The information provided here is an estimate or guideline and may change again over time. It should also be noted that falling below is not the same as a defect. In order to determine this, a medical opinion should be consulted in any case.

What should be considered in vegan nutrition with regard to trace elements?

With regard to vegan nutrition, there are various discussions about the pros and cons of this form of nutrition. For example, American studies have claimed that there are no health disadvantages with a vegan diet. On the contrary, it is even claimed that a vegan diet minimizes certain risk factors such as obesity, high blood pressure or high cholesterol. (6)

However, studies have shown that vegetarians and vegans are exposed to an undersupply of trace elements. In this specific case, the lack of iodine and selenium was examined. (7)

vegetables and fruit

Especially for vegans it is important to pay attention to a wholesome diet. That means putting lots of green vegetables, nuts and legumes on your plate. (Image source: pixabay / silviarita)

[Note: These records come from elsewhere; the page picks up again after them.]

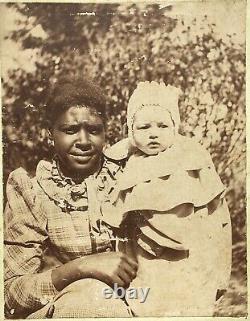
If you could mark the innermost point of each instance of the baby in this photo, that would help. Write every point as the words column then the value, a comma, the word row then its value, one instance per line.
column 169, row 205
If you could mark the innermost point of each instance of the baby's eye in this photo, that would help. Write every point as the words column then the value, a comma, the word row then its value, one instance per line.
column 163, row 125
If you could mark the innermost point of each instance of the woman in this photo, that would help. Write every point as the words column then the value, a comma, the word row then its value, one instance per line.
column 58, row 209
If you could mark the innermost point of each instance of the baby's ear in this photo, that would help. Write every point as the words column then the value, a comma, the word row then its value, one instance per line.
column 124, row 130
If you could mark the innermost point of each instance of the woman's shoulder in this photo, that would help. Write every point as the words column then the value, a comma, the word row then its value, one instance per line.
column 24, row 182
column 20, row 178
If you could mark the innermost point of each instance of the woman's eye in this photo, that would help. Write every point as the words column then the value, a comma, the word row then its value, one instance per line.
column 69, row 131
column 143, row 127
column 95, row 130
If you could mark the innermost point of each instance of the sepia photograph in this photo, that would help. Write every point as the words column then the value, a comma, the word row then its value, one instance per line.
column 124, row 159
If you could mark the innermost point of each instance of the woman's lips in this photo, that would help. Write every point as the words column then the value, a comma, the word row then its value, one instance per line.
column 153, row 144
column 83, row 157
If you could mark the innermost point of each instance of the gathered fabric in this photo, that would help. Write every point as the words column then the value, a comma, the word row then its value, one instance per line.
column 172, row 208
column 43, row 213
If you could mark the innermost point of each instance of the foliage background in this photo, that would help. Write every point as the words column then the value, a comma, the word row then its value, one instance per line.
column 119, row 45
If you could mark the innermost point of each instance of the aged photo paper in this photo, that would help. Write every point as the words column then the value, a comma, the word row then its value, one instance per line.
column 124, row 164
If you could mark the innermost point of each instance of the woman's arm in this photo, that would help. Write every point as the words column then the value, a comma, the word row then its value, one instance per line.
column 26, row 288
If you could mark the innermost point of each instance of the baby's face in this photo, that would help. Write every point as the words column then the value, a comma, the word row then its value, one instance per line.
column 153, row 130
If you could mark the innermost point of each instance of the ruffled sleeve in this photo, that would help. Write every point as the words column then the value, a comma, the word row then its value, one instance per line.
column 26, row 290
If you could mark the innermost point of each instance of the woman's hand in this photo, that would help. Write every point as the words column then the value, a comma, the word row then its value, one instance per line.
column 108, row 267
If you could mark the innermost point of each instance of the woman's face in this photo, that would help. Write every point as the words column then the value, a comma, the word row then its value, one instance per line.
column 79, row 140
column 153, row 130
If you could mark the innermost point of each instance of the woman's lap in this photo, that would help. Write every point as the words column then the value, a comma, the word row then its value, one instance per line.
column 83, row 298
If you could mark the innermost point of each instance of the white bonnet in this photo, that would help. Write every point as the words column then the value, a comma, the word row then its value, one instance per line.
column 154, row 94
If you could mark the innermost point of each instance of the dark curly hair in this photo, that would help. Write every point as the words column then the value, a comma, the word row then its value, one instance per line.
column 71, row 91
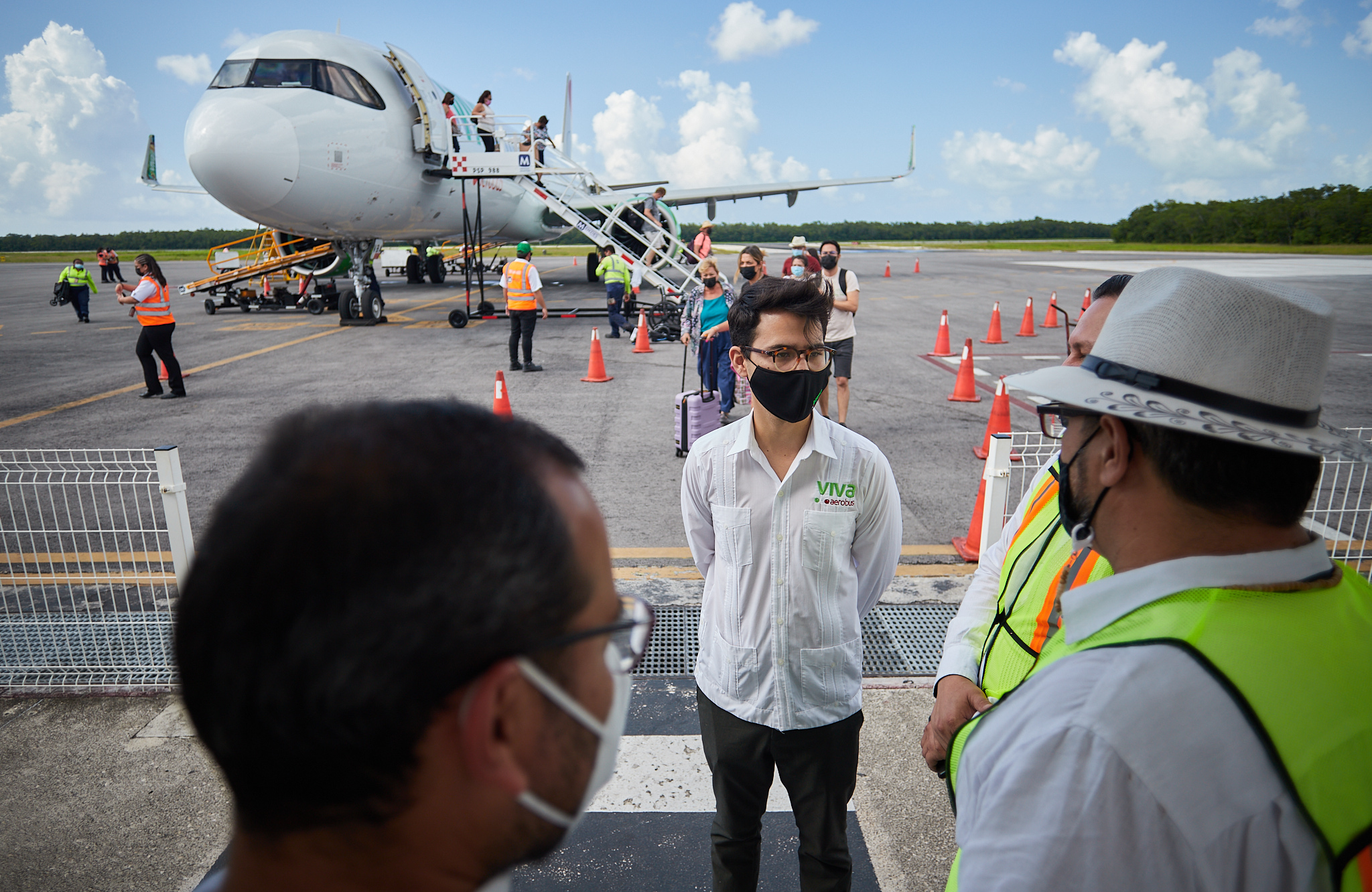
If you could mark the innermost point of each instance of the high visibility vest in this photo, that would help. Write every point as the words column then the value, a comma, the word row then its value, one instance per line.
column 155, row 309
column 1031, row 577
column 1298, row 667
column 518, row 294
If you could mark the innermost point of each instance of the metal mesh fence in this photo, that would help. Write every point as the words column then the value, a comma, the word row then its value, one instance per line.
column 1341, row 510
column 94, row 544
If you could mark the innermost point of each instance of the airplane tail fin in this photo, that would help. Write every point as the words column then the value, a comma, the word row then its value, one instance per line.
column 150, row 162
column 567, row 119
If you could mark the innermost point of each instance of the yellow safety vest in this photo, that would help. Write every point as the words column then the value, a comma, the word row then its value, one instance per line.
column 1298, row 667
column 518, row 294
column 157, row 308
column 1038, row 563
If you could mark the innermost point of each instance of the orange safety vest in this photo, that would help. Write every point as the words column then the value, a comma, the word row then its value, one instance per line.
column 518, row 294
column 157, row 308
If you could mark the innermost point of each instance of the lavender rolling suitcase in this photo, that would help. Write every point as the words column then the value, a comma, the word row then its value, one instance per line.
column 695, row 413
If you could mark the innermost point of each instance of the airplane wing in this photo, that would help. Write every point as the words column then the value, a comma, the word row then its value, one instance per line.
column 150, row 173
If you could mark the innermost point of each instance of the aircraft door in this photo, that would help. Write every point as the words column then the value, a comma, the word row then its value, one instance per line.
column 433, row 131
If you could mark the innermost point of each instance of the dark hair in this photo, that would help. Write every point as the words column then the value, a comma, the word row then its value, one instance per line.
column 1110, row 287
column 153, row 268
column 1230, row 478
column 372, row 561
column 786, row 295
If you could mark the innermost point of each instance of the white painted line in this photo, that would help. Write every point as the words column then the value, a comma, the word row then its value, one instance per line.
column 669, row 773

Especially with a vegan diet, it is important to deal with the topic of food so that the body can get all the trace elements it needs. That is why we have listed which trace elements are sufficiently available.

  • Iron : Whole grains and cereal flakes, legumes, oil seeds, nuts, vegetables such as fennel, lamb's lettuce, rocket and spinach, dried fruit
  • Zinc : Whole grains, legumes, oil seeds and nuts
  • Iodine : Season food with salt containing iodine and occasionally eat (nori) seaweed
  • Fluorine : walnuts, soybeans, mineral water and black tea
  • Selenium : Brazil nuts, porcini mushrooms, legumes, Brussels sprouts, cereals. Good selenium suppliers are also sesame and lentils (8)

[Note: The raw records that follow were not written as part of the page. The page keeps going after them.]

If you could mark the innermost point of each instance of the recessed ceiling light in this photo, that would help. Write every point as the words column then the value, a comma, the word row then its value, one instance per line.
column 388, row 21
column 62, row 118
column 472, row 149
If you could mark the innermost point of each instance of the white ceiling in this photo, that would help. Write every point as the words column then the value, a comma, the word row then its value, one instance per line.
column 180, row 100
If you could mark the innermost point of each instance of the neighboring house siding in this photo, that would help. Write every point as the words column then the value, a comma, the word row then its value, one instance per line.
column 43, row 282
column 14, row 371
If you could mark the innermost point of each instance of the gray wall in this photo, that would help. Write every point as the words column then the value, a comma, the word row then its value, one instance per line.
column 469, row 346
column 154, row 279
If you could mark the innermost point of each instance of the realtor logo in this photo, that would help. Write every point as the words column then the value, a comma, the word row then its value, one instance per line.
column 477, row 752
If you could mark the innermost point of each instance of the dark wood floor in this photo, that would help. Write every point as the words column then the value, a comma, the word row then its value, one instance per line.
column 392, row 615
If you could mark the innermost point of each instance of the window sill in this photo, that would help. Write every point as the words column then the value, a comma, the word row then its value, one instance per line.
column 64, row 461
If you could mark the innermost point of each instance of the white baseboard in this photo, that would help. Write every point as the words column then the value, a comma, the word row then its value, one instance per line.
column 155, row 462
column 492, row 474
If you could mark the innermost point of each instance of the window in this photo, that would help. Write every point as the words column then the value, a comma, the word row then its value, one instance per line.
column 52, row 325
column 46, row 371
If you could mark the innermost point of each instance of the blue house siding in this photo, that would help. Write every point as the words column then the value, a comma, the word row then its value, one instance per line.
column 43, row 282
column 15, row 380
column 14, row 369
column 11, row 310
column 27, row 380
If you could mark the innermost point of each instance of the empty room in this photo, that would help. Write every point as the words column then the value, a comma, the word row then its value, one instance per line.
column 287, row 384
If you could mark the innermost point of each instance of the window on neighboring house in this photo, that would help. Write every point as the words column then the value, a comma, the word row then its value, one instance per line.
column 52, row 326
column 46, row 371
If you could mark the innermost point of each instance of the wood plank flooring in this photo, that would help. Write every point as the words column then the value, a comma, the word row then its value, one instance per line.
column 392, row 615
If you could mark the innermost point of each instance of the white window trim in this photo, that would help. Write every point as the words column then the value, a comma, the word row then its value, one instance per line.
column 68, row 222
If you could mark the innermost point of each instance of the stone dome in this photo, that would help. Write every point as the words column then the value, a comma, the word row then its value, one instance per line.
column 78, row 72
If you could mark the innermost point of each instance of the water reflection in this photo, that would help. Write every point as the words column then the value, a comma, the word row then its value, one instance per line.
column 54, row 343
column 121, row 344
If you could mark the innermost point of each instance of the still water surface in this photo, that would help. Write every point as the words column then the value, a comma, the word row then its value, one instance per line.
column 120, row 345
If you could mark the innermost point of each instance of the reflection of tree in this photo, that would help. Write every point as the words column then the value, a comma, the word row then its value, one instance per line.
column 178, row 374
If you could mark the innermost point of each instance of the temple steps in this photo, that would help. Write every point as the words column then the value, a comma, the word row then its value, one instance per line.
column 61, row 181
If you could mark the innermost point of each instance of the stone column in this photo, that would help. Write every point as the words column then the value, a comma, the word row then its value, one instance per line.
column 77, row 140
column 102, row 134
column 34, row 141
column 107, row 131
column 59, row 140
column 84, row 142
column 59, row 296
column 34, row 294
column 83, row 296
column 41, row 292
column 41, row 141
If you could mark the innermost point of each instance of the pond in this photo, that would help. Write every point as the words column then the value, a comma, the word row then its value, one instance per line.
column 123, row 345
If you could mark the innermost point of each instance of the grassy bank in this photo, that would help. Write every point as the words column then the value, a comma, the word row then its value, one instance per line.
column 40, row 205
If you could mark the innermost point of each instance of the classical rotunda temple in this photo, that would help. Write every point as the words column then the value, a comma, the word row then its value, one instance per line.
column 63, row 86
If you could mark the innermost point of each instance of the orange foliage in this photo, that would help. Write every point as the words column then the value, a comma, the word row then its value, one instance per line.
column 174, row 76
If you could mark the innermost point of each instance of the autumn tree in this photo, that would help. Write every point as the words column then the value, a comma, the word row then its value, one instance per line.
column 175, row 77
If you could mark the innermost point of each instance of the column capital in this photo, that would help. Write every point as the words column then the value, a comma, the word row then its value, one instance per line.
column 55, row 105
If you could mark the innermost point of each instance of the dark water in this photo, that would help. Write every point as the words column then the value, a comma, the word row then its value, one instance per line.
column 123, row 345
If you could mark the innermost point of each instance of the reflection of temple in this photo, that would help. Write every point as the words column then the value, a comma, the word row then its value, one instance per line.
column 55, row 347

Other essential trace elements such as chromium, manganese, molybdenum and copper are usually easily covered with a conscious diet and there are hardly any deficiency symptoms. (8) Even with a vegan diet, it is possible to consume all the necessary trace elements.

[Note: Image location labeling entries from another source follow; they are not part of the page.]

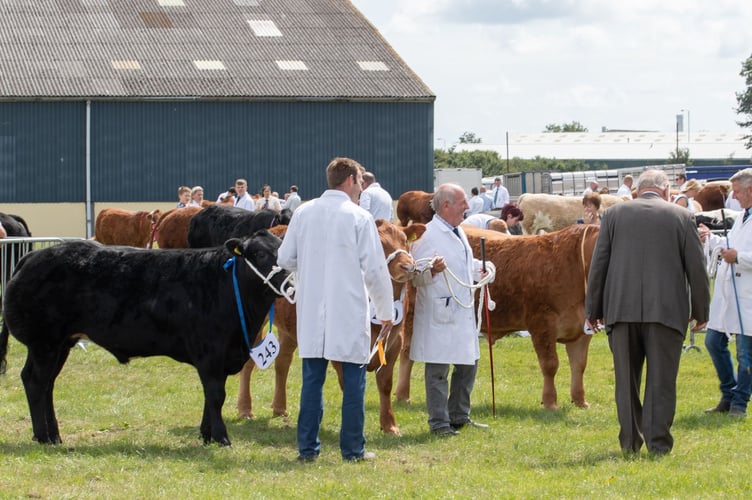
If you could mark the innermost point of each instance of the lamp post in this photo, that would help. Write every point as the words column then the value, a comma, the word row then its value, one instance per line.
column 687, row 111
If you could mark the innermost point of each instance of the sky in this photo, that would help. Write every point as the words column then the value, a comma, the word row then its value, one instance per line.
column 499, row 66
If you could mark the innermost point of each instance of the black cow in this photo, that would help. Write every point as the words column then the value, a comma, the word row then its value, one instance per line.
column 14, row 225
column 216, row 224
column 134, row 303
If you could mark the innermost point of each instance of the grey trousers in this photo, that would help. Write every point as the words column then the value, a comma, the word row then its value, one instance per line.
column 632, row 344
column 448, row 405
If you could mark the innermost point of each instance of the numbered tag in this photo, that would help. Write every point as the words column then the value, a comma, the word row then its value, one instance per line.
column 398, row 313
column 266, row 351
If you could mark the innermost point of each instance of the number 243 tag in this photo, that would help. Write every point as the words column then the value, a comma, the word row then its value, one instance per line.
column 266, row 351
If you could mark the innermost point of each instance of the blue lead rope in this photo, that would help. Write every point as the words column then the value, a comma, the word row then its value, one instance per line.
column 231, row 264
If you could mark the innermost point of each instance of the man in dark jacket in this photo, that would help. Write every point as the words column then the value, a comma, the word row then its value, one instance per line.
column 647, row 278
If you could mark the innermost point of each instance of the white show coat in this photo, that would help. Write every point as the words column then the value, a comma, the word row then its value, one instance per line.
column 443, row 331
column 334, row 247
column 724, row 316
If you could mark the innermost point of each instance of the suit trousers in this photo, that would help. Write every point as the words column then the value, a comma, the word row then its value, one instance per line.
column 448, row 405
column 632, row 345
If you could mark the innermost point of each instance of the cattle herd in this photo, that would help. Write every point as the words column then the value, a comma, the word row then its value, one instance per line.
column 214, row 264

We should not underestimate the effect of trace elements. They are important for our body to function properly. Although it is a little more important to pay attention to this with a purely plant-based diet, we usually consume enough trace elements.

It is important to pay attention to a wholesome and balanced diet. Vegans should include a lot of legumes, green vegetables and nuts in their diet. In addition, you should not indiscriminately resort to dietary supplements, but consult a doctor beforehand to determine whether there is a possible additional need.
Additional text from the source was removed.